Over 11,000 Louisiana residents have accessed hepatitis C life-saving medication
The Louisiana Department of Health (LDH) has reached a historic milestone on the path toward ending the hepatitis C (HCV) epidemic. Thanks to Louisiana's modified pharmaceutical subscription model, more than 11,000 Louisianans have been able to access a life-saving medication that can cure HCV in just 8 to 12 weeks.
Louisiana was the first state to implement the model and it remains the most comprehensive and well-utilized model in the country. The subscription model allows the state to have unrestricted access to the medication at one price - so there is no extra cost whether hundreds of people are treated or thousands of people are treated.
In July 201, the Department entered into an innovative payment plan with Asegua Therapeutics, a subsidiary of Gilead Sciences, Inc., that allows the state to access an unrestricted amount of generic Sofvel/Epclusa (sofosbuvir/velpatasvir), a direct-acting antiviral (DAA) medication used to treat HCV, for five years at a capped annual cost.
Unrestricted access to this drug has allowed LDH to expand HCV treatment to Medicaid and incarcerated populations, paving the way for tens of thousands of Louisiana residents to receive treatment at no cost to the individual. Of those who have accessed treatment, 9,687 are Medicaid members and 1,504 are incarcerated.

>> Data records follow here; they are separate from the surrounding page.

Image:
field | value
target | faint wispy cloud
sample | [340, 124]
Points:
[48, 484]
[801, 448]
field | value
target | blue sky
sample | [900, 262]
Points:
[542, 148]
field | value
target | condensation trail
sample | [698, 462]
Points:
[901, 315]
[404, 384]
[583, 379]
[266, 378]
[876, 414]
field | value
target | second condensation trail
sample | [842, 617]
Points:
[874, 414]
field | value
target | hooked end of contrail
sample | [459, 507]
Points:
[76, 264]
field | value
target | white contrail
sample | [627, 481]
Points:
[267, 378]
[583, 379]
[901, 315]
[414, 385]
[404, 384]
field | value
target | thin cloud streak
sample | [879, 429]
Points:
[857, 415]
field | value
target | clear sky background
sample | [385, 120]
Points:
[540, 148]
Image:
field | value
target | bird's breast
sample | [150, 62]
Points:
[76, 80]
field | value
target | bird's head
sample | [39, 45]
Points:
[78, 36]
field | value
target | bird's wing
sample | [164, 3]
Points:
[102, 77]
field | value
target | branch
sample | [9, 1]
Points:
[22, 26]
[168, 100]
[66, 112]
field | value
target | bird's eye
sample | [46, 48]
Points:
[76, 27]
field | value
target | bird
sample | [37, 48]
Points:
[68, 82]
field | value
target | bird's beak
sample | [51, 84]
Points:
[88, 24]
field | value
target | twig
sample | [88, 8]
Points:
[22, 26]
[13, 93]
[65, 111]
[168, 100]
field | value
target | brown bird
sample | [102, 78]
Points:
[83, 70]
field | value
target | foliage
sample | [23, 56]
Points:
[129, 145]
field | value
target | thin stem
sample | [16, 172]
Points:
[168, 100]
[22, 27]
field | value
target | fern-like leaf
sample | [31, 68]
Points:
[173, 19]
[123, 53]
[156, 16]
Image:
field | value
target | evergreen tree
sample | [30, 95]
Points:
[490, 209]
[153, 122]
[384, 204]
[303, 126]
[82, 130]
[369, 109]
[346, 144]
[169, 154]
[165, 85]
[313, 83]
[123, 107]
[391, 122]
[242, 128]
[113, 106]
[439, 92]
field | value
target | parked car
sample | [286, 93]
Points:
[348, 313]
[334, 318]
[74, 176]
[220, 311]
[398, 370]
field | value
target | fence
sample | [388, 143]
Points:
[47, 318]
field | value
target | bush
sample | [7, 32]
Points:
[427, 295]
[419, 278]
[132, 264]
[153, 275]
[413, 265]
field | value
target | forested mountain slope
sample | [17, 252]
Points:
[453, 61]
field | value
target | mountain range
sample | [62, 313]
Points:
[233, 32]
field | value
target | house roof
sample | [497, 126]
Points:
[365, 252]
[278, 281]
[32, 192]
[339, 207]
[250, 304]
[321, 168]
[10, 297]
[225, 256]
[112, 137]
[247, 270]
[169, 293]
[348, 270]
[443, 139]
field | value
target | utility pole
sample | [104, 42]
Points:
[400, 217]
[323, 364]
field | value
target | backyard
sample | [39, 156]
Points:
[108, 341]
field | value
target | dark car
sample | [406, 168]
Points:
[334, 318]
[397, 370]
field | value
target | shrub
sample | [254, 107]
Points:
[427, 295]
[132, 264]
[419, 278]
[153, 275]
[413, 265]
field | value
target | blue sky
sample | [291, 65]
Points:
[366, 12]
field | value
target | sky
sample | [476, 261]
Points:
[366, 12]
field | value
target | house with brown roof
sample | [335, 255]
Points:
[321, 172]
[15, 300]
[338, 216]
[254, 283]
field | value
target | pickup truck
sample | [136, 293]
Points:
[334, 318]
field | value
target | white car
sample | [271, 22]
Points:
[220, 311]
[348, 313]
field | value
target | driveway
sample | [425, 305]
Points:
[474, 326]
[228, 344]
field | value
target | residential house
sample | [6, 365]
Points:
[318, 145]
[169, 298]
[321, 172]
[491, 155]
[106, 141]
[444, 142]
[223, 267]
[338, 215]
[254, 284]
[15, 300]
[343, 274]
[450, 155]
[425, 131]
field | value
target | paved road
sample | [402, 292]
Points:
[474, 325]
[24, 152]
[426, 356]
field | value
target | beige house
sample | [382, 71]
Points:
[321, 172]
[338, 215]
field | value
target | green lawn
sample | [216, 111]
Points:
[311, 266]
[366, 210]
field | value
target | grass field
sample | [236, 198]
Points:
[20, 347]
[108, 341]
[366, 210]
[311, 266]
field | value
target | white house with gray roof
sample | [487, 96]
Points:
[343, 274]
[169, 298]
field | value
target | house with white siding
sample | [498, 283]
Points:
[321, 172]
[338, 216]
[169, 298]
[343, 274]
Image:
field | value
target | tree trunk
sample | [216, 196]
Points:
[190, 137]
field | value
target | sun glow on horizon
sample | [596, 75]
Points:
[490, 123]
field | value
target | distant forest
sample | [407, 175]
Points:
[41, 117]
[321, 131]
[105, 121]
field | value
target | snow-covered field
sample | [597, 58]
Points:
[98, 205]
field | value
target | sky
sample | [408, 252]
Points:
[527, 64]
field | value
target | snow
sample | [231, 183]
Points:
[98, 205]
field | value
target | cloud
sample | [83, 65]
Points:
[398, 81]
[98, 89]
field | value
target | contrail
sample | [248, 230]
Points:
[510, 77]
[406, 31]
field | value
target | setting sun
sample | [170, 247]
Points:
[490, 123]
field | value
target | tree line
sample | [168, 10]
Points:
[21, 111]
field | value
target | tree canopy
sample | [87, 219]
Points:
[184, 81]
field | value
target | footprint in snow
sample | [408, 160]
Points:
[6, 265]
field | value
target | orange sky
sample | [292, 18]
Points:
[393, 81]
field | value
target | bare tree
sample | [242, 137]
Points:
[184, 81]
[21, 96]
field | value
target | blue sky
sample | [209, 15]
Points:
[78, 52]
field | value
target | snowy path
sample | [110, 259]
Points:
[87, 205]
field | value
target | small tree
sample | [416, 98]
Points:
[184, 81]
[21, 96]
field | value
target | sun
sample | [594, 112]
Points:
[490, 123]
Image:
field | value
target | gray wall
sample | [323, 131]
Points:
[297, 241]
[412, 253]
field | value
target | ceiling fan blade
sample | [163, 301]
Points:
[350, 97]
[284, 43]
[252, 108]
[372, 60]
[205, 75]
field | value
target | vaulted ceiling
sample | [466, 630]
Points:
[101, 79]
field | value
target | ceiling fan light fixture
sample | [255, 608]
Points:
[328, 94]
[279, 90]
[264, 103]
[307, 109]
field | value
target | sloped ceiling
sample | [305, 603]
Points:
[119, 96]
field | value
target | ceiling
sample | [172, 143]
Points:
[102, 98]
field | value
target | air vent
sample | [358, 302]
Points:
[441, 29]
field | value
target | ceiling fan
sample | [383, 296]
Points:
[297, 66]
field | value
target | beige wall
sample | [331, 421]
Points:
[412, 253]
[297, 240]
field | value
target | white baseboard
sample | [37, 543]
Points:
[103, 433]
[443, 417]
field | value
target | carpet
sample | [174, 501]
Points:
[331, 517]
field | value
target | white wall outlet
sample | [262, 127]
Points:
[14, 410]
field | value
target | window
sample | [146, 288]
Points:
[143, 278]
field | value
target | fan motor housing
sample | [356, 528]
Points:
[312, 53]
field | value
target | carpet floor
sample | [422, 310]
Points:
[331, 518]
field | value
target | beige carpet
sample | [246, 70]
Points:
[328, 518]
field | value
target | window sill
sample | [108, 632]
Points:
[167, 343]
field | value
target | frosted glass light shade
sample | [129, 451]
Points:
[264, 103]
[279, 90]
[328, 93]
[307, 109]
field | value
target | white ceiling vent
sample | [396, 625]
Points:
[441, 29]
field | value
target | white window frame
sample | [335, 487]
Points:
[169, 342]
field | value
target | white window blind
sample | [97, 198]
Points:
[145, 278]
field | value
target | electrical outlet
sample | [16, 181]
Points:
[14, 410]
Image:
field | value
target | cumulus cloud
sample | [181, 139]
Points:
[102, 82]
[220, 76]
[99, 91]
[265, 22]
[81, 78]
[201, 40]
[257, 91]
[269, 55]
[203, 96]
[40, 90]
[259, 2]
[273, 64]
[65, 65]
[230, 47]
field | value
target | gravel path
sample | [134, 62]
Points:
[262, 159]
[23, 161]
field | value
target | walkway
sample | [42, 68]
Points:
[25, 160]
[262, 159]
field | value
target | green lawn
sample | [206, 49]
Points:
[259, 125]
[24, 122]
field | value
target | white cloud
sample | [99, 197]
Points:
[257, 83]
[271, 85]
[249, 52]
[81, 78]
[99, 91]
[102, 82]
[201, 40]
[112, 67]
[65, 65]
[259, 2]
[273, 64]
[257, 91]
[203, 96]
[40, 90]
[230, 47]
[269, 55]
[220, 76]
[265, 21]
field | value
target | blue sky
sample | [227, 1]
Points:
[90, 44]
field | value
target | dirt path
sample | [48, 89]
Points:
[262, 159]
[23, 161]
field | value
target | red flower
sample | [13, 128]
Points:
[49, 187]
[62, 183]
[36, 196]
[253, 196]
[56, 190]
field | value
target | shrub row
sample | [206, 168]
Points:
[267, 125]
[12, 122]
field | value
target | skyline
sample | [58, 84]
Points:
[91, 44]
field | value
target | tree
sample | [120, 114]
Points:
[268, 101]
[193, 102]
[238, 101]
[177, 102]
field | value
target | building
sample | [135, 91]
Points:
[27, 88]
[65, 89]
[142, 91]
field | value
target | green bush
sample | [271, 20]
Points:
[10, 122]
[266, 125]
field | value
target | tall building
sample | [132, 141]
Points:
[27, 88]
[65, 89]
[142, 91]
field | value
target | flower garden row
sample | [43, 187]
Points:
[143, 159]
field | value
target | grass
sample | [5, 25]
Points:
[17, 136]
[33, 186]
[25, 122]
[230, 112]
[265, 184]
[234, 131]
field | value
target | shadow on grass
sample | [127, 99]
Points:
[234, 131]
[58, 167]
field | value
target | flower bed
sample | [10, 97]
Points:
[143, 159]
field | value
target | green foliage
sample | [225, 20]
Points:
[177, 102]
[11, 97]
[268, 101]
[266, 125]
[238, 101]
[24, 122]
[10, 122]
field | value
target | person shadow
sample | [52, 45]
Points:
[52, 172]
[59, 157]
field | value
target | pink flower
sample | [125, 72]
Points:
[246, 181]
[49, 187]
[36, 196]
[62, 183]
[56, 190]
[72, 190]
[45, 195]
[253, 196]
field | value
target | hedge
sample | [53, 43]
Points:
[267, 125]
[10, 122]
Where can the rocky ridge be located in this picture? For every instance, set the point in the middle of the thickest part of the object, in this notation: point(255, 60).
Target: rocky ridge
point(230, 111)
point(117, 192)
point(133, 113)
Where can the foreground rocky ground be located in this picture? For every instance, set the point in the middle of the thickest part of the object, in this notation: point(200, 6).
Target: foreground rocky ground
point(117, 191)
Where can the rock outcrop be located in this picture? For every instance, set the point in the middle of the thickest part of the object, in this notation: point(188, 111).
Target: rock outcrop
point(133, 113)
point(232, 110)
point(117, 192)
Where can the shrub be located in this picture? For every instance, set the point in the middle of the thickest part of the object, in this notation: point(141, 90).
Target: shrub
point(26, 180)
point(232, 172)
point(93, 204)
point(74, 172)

"Louisiana is proud to lead the nation in the fight against hepatitis C," said State Health Officer Dr. Joseph Kanter. "HCV is a significant health challenge in our community, and a safe, easy and effective cure is now available and accessible to Louisiana residents. This treatment has the potential to continue to improve health outcomes for many of our community members, and our state is making great strides toward eliminating hepatitis C."
According to a report by the Centers for Disease Control and Prevention (CDC), more than 57,000 people nationwide are infected with HCV, but many do not know their status. Hepatitis C is a viral infection transmitted through blood. About half of people living with HCV present no symptoms. As the virus spreads, it causes silent damage to the liver over decades. Left untreated, HCV can lead to long-term health issues, including cancer, liver failure, diabetes, heart attack, stroke, and even death. Prior to COVID-19, HCV accounted for more deaths than all other reportable infectious diseases combined, and it is 10 times more common than HIV.
However, there is a cure. DAAs are safe and effective with minimal side effects. More than 98% of people are cured after taking one pill once a day for 8 to 12 weeks.
"We are so proud of what we have been able to accomplish thus far, especially in light of all the challenges we've faced during the pandemic, but we have a lot of work to do to reach our goal of eliminating HCV in Louisiana," said Office of Public Health Assistant Secretary Kimberly Hood, who was instrumental in the development of the plan. "With Medicaid expansion, we are able to reach more people than ever before, so we encourage everyone who is eligible to talk to their healthcare providers about getting tested for HCV and get on the path toward treatment and cure."